Monrovia – Jurors at the Civil Law Court at the Temple of Justice are expected Wednesday to decide whether or not the John F. Kennedy Memorial Medical Center is liable for the death of Representative Edward Forh’s daughter.
Report by Bettie K. Johnson-Mbayo /[email protected]
Rep. Forh in his complaint requested the court to order the JFK Hospital to pay US$25 million in damages for the “wrongful death” of Nakita Forh allegedly caused by the hospital.
The case, which began during the September 2016 Term of the Civil Law Court, would come to a conclusion today with a verdict from the jurors after final arguments are heard from the prosecution and defense team.
The prosecution team produced several witnesses, including Rep Forh himself, who testified that when he first took his daughter to the JFK Hospital, he was told by a doctor, Dr. Okoror, to take the girl home and return the following day.
He told the court that when he returned with his daughter the following day, he was informed by the hospital again refused to admit his daughter; neither did they attend to her.
“My daughter died due to the negligence of the doctors and nurses at the J.F.K. Hospital but the J.FK has a bunch of wicked people,” he told the court during his testimony.
According him, he reported the case the Liberia Medical and Dental Council (LMDC) to investigate the action of the hospital and the council, according to him, declared in their investigate report that the JFK Hospital was liable for the death of his daughter due to their negligence.
Also testifying before the court, the Secretary and Registrar of the LMDC, Dr. Nyaquoi Kargbo, who served as the prosecution’s fourth witness, said that the case was brought to the council’s attention by Representative Forh and it was investigated.
The LMDC is a statutory body enacted into law in 2010 was responsible to regulate the practice of medicine in Liberia and in so doing had the mandate to investigate issue of negligence and malpractice.

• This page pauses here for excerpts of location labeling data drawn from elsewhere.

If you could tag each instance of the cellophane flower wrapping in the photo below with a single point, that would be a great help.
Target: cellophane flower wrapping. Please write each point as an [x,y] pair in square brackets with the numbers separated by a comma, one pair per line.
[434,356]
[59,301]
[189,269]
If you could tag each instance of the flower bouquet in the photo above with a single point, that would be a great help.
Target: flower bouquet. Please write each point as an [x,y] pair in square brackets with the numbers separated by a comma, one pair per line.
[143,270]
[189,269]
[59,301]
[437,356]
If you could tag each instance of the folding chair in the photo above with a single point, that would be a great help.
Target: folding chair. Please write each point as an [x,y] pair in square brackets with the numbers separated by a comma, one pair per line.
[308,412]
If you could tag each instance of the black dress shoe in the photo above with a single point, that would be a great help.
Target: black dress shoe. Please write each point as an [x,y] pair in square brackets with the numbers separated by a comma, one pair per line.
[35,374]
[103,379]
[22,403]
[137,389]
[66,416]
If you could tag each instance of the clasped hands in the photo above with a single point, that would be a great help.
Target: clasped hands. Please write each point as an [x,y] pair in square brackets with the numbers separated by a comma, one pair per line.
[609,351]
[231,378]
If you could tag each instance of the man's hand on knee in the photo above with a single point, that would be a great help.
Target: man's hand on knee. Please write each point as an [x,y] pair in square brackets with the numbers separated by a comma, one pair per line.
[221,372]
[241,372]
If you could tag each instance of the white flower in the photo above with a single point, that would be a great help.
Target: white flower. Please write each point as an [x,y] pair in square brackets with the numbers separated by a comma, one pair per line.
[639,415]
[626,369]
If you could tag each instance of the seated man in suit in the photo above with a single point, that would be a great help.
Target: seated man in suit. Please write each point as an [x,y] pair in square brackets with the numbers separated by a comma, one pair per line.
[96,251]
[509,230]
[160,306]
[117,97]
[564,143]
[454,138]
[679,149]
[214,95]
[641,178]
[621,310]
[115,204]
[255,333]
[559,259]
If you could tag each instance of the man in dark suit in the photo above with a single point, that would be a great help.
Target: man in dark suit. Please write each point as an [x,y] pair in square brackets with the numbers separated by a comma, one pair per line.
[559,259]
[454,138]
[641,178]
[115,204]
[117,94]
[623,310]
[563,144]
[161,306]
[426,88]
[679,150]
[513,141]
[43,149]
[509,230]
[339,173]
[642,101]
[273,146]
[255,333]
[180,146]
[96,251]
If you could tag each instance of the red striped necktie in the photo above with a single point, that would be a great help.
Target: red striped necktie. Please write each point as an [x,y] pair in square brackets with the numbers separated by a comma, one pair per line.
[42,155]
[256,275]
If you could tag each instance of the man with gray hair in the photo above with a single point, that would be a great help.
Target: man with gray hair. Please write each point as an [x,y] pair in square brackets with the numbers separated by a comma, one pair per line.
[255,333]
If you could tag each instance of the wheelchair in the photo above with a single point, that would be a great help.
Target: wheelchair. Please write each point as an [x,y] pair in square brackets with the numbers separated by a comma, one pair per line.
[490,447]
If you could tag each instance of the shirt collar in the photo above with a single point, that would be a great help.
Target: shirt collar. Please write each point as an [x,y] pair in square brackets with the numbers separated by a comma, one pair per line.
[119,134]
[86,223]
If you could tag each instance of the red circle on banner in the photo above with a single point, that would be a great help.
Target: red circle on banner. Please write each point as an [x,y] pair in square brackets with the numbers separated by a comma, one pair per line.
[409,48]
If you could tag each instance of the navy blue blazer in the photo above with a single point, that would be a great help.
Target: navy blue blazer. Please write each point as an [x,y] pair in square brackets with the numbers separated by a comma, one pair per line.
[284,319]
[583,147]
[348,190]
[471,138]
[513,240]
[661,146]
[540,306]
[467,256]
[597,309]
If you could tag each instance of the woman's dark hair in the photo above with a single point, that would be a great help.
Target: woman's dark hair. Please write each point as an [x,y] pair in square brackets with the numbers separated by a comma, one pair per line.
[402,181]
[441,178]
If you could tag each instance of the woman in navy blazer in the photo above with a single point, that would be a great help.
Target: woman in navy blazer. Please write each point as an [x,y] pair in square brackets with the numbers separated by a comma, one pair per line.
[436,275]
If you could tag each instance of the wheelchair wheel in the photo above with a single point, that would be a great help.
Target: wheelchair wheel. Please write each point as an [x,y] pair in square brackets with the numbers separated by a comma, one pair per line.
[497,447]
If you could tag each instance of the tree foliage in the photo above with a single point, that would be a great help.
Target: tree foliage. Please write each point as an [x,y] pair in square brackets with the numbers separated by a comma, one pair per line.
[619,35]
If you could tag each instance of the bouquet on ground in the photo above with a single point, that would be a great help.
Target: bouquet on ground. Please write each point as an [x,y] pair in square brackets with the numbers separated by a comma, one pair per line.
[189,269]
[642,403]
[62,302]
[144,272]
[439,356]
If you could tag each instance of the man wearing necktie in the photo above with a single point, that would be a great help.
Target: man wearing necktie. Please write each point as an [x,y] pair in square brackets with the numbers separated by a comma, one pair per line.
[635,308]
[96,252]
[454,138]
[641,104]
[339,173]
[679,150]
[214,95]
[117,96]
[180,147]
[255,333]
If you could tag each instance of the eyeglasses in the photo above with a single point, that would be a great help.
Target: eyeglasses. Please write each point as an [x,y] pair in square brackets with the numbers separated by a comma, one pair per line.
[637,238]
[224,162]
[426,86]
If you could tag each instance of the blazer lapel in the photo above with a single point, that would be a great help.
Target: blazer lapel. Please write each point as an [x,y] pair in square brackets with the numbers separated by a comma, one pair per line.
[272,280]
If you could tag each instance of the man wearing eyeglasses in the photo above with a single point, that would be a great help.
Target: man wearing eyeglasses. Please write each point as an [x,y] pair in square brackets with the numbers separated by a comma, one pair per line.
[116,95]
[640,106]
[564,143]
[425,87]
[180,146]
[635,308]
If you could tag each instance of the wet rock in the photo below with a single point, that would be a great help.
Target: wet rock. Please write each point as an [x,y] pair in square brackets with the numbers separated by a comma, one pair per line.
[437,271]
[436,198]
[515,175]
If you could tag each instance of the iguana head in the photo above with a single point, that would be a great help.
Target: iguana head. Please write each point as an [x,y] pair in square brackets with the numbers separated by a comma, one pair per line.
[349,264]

“The actual cause of the patient’s death has not been scientifically known because in order to do that, an autopsy should have been performed. Clinically, the cause of death in this case is based on the history of patient, the laboratory test and physical examination,” Dr. Kargbo said.
According to Dr. Kargbo, the Council’s investigation result which held the doctors and nurses liable for the patient’s death, recommended that the hospital’s Chief Medical Officer, Dr. Billy Johnson, Dr. David Okoror and nursing staff be held liable and should face penalty for the death of the patient.
The penalties, according to Dr. Kargbo, include fines, official warning from their respective boards and suspension of licenses.
The defense lawyers produced numerous witnesses, including the chief Medical Officer Dr. Billy Johnson and the former Dean of A.M Dogloitti Medical School Kanda Vuyu Golokai.
The JFK Administrator in an answer to the complaint of Representative Forh indicated that the lawmaker did not have any formal medical training, but chose to take his daughter back home where she reportedly died before taking her dead body back to the hospital.
Assistant Health Minister for Curative Services Catherine Cooper in her testimony alluded that the Ebola had a dramatic effect on the country because at the time of the disease outbreak, fear loomed among health workers and that they were forced to flee from health facilities across the country.
“Other diseases were affected due to the closure of health centers and the abandonment by health workers at health facilities,” said Cooper who also claimed that the epidemic caused labor shortage in the health sector.
According to Assistant Minister Cooper, the Ebola syndrome was common to other diseases like malaria and tuberculosis (TB) making it to be even more deadly.
She made the revelation when she testified at the Civil Law Court on behalf of the administration of the John F. Kennedy Hospital, where the hospital had been sued by Montserrado County District #16 Edward for the death of his daughter.
The late Nakita, who reportedly suffered breathing complications, was taken to the JFK Hospital on September 27, 2014 during the Ebola crisis but her father, Representative Forh, claimed that she was refused by doctors, causing her to die on the hospital compound on September 28, 2014.
During Dr. Golokai’s testimony, he condemned the report relied on by Representative Forh from the LMDC.
Forh was relied upon an investigative report submitted by a two-man ad hoc investigative committee, which comprised Dr. Nyaquoi Kargbo and Dr. Moses Pewu. The report established that the J. F. K. Hospital’s refusal to admit the lawmaker’s daughter was a poor judgment on the part of the hospital.
The verdict of the jurors was expected Tuesday but was postponed based on an order by Judge Yusif Kaba.